#thanksShanghaiby David Koenig, contributing writer
When Disneyland shut down a large swath of the park four months ago to accommodate the construction of Star Wars Land, management knew the park's downsized footprint would lead to one of two scenarios: either (A) horrible congestion that would force them to furiously build in temporary capacity, or (B) plummeting attendance, with guests, turned off by the crowding and fewer offerings, having to be somehow lured back.
Disneyland, miraculously, found itself with problem (A): record crowds—but responded with solution (C): make the problem worse. First, fearing a light spring, Disney reinstituted its Southern California flex ticket promotion. But then, instead of adding capacity, it did the opposite, mandated by Corporate in Burbank. Because Shanghai Disneyland went so far over budget (the resort's price tag: $8 billion and climbing), Disney's U.S. parks have been told they need to squeeze hundreds of millions of dollars of cost-savings to make up the difference.
Disneyland has responded by cutting back park attraction and restaurant operating hours, eliminating entertainment, and reducing staffing park-wide (thereby reducing capacity). As could be expected, the moves have worsened congestion.
Another cut is the annual 24-hour party on the Memorial Day weekend that had kicked off the past three summer seasons and Leap Day 2012. Just 16 months ago, Team Disney Anaheim was scouring the calendar looking for new dates to add 24-hour parties; now, thanks to Shanghai, all round-the-clock parties have been called off indefinitely.
Another concern is what if, after Shanghai Disneyland opens to the public next month, the new mega-park is a flop, a la the budget-minded Hong Kong Disneyland?
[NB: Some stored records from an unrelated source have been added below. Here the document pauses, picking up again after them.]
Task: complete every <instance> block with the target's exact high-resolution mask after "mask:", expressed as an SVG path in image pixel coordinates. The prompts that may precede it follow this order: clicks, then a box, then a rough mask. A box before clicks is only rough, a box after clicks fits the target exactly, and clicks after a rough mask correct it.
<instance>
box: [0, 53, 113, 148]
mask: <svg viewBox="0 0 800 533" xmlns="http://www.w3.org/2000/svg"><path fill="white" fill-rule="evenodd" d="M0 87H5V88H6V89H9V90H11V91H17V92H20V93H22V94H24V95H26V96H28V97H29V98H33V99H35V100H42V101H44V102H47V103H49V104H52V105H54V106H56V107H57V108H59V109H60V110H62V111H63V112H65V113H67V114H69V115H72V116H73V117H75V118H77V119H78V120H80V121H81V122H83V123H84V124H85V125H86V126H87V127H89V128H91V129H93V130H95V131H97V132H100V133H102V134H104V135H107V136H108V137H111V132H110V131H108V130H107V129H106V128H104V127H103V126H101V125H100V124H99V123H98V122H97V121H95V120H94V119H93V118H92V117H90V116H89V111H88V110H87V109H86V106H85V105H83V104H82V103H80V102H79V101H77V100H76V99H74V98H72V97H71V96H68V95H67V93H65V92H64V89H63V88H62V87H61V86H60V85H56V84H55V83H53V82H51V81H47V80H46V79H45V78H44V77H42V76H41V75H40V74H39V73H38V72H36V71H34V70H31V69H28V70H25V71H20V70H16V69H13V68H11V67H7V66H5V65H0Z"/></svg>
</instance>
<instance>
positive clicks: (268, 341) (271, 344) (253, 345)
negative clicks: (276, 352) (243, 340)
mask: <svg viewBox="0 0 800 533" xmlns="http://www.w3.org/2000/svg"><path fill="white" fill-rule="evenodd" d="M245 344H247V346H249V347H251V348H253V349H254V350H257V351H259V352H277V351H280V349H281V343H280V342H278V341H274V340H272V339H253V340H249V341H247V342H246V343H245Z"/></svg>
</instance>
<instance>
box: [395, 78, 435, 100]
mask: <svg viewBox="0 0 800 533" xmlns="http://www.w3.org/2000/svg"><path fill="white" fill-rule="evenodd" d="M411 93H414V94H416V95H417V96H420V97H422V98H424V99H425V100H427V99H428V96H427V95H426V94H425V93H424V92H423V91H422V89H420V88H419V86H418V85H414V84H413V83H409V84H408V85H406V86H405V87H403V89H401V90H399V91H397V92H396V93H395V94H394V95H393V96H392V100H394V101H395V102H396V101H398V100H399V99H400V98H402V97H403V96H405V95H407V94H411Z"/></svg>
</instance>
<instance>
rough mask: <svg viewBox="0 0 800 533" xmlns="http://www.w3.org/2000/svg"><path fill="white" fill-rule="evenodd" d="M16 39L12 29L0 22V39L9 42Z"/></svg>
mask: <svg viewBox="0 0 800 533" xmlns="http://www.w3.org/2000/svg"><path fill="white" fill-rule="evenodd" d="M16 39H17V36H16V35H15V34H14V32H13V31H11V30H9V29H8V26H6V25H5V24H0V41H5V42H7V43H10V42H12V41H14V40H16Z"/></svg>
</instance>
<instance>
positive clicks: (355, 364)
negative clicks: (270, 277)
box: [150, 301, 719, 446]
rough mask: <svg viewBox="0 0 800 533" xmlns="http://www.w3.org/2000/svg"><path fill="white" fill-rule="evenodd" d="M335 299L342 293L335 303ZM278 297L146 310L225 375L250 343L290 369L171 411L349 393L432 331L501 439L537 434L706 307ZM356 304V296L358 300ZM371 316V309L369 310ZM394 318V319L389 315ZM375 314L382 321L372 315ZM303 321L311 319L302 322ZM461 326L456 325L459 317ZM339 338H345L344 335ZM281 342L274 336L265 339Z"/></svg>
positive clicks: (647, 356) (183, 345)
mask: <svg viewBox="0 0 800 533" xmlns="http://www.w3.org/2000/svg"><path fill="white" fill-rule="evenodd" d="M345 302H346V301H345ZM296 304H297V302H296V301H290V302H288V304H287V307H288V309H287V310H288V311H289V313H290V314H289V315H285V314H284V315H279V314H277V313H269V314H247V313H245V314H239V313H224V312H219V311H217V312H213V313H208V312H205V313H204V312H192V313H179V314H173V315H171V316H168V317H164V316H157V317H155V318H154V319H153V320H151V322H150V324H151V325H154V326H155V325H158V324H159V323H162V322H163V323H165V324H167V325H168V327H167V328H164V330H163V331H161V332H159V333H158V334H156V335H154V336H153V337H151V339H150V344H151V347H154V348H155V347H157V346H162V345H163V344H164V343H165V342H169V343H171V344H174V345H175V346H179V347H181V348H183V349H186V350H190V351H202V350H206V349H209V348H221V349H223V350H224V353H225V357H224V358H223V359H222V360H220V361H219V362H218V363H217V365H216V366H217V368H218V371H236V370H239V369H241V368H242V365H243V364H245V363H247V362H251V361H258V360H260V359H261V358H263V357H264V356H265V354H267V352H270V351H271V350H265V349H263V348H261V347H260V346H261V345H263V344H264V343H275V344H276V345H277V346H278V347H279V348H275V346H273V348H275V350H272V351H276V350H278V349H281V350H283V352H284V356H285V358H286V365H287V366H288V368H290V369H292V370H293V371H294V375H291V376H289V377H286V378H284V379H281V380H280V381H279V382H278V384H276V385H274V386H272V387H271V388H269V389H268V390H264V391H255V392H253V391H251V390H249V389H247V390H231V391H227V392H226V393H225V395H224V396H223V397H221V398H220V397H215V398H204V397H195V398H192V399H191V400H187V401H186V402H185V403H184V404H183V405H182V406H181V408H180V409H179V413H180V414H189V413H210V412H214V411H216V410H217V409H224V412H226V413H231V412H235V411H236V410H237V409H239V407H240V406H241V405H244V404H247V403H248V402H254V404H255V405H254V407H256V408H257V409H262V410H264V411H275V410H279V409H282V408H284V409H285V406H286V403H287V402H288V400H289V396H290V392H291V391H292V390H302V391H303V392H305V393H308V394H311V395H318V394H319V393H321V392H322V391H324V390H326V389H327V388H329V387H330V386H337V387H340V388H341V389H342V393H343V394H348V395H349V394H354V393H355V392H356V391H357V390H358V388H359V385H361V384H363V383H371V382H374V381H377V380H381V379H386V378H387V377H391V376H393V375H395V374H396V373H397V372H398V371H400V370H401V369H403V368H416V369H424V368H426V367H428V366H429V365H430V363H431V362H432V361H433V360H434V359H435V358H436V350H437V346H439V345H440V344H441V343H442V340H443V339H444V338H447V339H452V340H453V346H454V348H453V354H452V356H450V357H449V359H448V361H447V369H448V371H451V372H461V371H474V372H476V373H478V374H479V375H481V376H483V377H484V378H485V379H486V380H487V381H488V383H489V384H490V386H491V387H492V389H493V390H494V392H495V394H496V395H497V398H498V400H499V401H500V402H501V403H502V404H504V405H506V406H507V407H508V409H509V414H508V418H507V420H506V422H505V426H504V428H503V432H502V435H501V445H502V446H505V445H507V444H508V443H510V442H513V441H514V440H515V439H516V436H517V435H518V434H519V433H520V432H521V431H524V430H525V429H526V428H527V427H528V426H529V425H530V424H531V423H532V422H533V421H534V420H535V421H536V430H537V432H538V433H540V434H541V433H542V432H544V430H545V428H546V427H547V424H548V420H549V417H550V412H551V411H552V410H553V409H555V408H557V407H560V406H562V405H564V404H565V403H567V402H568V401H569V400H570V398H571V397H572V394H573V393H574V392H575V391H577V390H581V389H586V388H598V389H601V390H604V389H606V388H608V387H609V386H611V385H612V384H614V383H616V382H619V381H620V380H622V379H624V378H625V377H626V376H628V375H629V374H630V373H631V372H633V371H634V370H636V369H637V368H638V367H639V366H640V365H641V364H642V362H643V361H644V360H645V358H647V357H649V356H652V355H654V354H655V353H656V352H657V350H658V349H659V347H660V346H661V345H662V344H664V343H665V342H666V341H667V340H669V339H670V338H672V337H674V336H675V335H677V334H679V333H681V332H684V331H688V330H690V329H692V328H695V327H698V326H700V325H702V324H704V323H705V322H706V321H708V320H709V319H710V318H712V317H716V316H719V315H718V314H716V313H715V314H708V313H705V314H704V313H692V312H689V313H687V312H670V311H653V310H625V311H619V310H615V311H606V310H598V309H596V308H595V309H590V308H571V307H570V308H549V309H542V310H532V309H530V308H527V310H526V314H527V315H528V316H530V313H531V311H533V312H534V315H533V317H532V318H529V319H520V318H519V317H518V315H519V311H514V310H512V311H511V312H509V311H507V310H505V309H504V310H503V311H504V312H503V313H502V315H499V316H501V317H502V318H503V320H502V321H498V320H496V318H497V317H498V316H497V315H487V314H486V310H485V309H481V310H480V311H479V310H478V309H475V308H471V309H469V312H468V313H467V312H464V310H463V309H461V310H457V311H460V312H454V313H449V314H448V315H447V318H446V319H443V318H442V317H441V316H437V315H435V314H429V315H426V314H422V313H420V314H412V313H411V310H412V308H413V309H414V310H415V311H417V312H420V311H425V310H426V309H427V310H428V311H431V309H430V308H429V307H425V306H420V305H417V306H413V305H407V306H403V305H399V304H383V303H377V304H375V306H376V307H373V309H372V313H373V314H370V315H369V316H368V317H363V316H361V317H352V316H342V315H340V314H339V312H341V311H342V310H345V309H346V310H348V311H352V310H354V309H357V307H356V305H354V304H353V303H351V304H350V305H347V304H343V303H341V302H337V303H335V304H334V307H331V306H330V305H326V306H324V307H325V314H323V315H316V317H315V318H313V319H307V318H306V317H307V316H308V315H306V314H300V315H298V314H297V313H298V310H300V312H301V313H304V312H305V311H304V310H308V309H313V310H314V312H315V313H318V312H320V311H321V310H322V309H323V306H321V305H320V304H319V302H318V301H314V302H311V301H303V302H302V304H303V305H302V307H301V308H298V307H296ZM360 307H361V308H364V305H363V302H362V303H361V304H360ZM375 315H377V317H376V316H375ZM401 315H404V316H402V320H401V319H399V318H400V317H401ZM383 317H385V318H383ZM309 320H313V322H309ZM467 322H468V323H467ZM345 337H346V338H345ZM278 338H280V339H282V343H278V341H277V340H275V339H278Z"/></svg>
Will we see even more cutbacks at Disneyland and Disney's other domestic parks?
In the meantime, "Shanghai" has become a curse word around Disneyland. I even overheard cast members deriding the new park's castle: "They claim it's the biggest and tallest of the Disney park castles. What they don't say is that it's also the ugliest!"
2 for 1 Fastpass
Construction walls outside the entrance of the Matterhorn and near Pirates of the Caribbean should be coming down by May 16 to bring Fastpass to the venerable E-ticket attractions.
Not long after, Autopia will be losing its Fastpass because it is used infrequently, and its removal frees up more space for the Jedi show registration outside the Expo Center. (In fact, Autopia's Fastpass has been down since the Expo Center opened—two months before the ride went down for rehab and right through the busy Christmas season.) The removal will be a quick job: just pulling out a sign and three kiosks.
At the Matterhorn, the new kiosks will replace some planters in front of the attraction's entrance. Pirates' station, in a little area below the attraction building's entrance, was one of the first Disneyland rides to get Fastpass in late 2000, but was one of several attractions to lose the service in 2004, amid fears that the park offered too many Fastpass opportunities, worsening overall park congestion.